Metrics: MSE

Applying an ML Algorithm is Not Enough!

In the context of statistical or machine learning models, the use of metrics is essential to evaluate the performance of our estimates. Let’s explore the main features of the Mean Square Error (MSE).

\[ MSE=\frac{1}{n}\sum_{i=1}^n (y_i-\hat{f}(x_i))^2, \]

where \(y_i\) represents the observed value of the dependent variable, and \(\hat{f}(x_i)\) is its prediction that depends on a set of covariates \(x_i\), and \(n\) is the sample size.

When should it be used?

The Mean Square Error is typically used to assess the accuracy of predictions in a Machine Learning model.

How do we interpret?

Small MSE values indicate accurate predictions.
Conversely, large MSE values act as a warning signal, suggesting that something needs to be changed in the model.

Why is it widely used?

It can be treated and studied analytically. We can decompose the MSE into two distinct components:

\[ MSE=\underbrace{\text{Variance}}_{A}+ \underbrace{\text{Bias}^2}_{B} \]

The variance refers to the amount by which \(\hat{f}(x_i)\) would change if we estimate it using different samples. In a perfect world, the estimate of \(f\) should not vary too much between different samples.
Bias refers to the error that is introduced by approximating a real-life problem.

In other words, the decomposition of MSE helps the analyst understand and pinpoint the reasons why the model is performing well or not.

Drawbacks

MSE comes with a significant drawback: squaring can magnify the impact of outliers (especially extreme values), so caution is needed when dealing with such cases. In such situations, MSE might not be the most appropriate option.
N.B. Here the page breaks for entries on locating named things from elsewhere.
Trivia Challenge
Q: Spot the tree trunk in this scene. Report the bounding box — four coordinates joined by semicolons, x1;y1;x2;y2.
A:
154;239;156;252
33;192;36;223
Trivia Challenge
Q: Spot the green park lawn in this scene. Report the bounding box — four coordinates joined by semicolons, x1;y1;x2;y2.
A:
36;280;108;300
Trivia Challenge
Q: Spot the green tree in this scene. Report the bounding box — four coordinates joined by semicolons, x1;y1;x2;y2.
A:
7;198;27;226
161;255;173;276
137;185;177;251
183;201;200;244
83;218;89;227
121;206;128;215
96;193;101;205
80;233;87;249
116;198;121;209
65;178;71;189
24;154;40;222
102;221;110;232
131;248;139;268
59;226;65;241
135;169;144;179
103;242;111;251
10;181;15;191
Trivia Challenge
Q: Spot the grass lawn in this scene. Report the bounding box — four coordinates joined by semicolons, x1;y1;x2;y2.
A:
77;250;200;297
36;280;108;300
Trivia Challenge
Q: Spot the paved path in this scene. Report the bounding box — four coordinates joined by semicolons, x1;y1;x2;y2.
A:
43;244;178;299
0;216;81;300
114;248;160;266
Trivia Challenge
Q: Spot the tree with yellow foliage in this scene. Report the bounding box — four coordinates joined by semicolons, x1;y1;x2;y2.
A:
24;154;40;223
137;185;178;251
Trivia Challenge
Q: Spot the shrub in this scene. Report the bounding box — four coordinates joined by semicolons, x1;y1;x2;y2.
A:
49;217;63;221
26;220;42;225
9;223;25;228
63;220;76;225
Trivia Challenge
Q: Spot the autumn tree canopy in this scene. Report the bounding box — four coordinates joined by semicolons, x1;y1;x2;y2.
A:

Graphical representation of MSE decomposition as the model complexity varies (typically, the more parameters we incorporate, the more complex the model becomes). The black line indicates the total error, which is the MSE. The red line represents the squared Bias, and the green line represents the Variance. The dashed line represents the complexity of the optimal model, which leads to achieving the lowest possible MSE.